Listing 4.10. Number Range Class that does Not Sufficiently Protect Its Invariants. Don't do this.
public class NumberRange {
// INVARIANT: lower <= upper
private final AtomicInteger lower = new AtomicInteger(0);
private final AtomicInteger upper = new AtomicInteger(0);
public void setLower(int i) {
//Warning - unsafe check-then-act
if(i > upper.get()) {
throw new IllegalArgumentException(
"Can't set lower to " + i + " > upper ");
}
lower.set(i);
}
public void setUpper(int i) {
//Warning - unsafe check-then-act
if(i < lower.get()) {
throw new IllegalArgumentException(
"Can't set upper to " + i + " < lower ");
}
upper.set(i);
}
public boolean isInRange(int i){
return (i >= lower.get() && i <= upper.get());
}
}
NumberRange is not thread-safe; it does not preserve the invariant that constrains lower and upper. The setLower and setUpper methods attempt to respect this invariant, but do so poorly. Both setLower and setUpper are check-then-act sequences, but they do not use sufficient locking to make them atomic. If the number range holds (0, 10), and one thread calls setLower(5) while another thread calls setUpper(4), with some unlucky timing both will pass the checks in the setters and both modifications will be applied. The result is that the range now holds (5, 4)—an invalid state. So while the underlying AtomicIntegers are thread-safe, the composite class is not.
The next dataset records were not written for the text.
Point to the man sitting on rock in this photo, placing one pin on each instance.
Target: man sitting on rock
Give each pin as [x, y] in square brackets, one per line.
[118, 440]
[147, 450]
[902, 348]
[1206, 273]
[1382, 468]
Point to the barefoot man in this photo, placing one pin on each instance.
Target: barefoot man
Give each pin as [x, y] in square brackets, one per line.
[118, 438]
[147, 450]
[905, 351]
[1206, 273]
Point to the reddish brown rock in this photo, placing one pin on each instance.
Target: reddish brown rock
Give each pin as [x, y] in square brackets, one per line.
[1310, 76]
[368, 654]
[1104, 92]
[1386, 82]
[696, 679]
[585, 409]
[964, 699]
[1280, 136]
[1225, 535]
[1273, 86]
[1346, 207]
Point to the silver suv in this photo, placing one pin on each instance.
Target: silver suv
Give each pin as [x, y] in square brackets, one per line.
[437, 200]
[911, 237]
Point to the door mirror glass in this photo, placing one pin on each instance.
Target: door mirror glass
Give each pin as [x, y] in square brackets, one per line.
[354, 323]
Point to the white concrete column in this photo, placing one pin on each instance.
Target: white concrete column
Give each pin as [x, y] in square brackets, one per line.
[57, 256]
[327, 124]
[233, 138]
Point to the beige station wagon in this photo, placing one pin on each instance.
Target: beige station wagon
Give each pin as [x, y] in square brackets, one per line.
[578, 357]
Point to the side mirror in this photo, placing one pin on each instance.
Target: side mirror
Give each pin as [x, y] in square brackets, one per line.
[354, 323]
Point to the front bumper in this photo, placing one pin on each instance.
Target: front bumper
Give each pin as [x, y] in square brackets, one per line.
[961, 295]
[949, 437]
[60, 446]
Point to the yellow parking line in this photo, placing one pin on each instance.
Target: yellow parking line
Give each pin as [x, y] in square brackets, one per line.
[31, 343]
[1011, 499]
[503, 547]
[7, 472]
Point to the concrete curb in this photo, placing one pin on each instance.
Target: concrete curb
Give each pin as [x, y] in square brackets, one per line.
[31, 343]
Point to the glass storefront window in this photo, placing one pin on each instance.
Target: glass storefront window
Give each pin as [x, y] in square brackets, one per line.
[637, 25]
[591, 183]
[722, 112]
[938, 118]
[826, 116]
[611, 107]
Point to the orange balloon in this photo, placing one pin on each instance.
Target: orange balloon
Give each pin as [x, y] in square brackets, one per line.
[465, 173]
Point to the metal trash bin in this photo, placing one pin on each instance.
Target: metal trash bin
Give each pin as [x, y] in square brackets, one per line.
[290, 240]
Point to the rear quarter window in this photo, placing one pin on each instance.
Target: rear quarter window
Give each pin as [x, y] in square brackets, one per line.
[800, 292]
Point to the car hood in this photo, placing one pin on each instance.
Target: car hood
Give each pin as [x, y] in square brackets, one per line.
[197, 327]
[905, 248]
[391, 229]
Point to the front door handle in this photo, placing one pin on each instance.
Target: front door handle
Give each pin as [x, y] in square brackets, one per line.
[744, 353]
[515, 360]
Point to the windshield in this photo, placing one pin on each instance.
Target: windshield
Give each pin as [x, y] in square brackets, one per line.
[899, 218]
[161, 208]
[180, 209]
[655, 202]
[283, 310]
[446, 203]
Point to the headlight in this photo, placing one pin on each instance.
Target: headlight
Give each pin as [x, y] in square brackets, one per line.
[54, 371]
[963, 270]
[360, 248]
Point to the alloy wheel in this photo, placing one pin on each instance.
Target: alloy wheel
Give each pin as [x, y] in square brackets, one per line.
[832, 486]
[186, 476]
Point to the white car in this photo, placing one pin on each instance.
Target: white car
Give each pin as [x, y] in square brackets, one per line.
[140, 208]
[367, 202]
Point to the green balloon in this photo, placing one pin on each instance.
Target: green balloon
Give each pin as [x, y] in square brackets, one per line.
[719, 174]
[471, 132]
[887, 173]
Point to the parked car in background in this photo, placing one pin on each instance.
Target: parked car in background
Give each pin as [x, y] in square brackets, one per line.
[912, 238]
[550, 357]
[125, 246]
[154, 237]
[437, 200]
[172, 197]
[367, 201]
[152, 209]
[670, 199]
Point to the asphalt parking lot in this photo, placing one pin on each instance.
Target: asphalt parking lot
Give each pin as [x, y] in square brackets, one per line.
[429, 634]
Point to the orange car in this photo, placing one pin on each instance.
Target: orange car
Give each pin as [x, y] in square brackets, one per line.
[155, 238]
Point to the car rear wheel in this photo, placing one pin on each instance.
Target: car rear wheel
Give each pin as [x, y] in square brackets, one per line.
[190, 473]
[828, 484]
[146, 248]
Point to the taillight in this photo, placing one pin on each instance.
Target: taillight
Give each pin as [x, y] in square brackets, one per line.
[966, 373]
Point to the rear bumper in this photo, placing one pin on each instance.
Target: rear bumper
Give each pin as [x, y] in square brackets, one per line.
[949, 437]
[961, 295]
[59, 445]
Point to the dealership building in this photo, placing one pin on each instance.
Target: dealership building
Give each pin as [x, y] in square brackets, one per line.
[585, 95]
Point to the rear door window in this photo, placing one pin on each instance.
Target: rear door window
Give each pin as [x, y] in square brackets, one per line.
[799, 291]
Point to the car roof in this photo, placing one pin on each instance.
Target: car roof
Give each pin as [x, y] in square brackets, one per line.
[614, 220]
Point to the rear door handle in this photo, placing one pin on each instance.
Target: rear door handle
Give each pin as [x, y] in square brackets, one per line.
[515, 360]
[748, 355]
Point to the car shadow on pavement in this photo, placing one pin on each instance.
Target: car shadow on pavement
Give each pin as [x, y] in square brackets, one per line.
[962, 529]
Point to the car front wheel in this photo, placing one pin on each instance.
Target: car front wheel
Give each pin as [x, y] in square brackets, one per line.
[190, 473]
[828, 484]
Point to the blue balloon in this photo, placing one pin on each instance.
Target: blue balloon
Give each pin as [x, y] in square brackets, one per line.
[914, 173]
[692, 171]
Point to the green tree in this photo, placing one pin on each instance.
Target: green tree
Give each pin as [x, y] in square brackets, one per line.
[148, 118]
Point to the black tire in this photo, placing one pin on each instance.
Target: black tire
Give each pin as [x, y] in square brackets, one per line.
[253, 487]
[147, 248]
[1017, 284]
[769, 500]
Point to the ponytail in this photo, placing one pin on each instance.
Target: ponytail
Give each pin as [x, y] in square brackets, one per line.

Because the underlying state variables lower and upper are not independent, NumberRange cannot simply delegate thread safety to its thread-safe state variables.
NumberRange could be made thread-safe by using locking to maintain its invariants, such as guarding lower and upper with a common lock. It must also avoid publishing lower and upper to prevent clients from subverting its invariants.
If a class has compound actions, as NumberRange does, delegation alone is again not a suitable approach for thread safety. In these cases, the class must provide its own locking to ensure that compound actions are atomic, unless the entire compound action can also be delegated to the underlying state variables.
If a class is composed of multiple independent thread-safe state variables and has no operations that have any invalid state transitions, then it can delegate thread safety to the underlying state variables.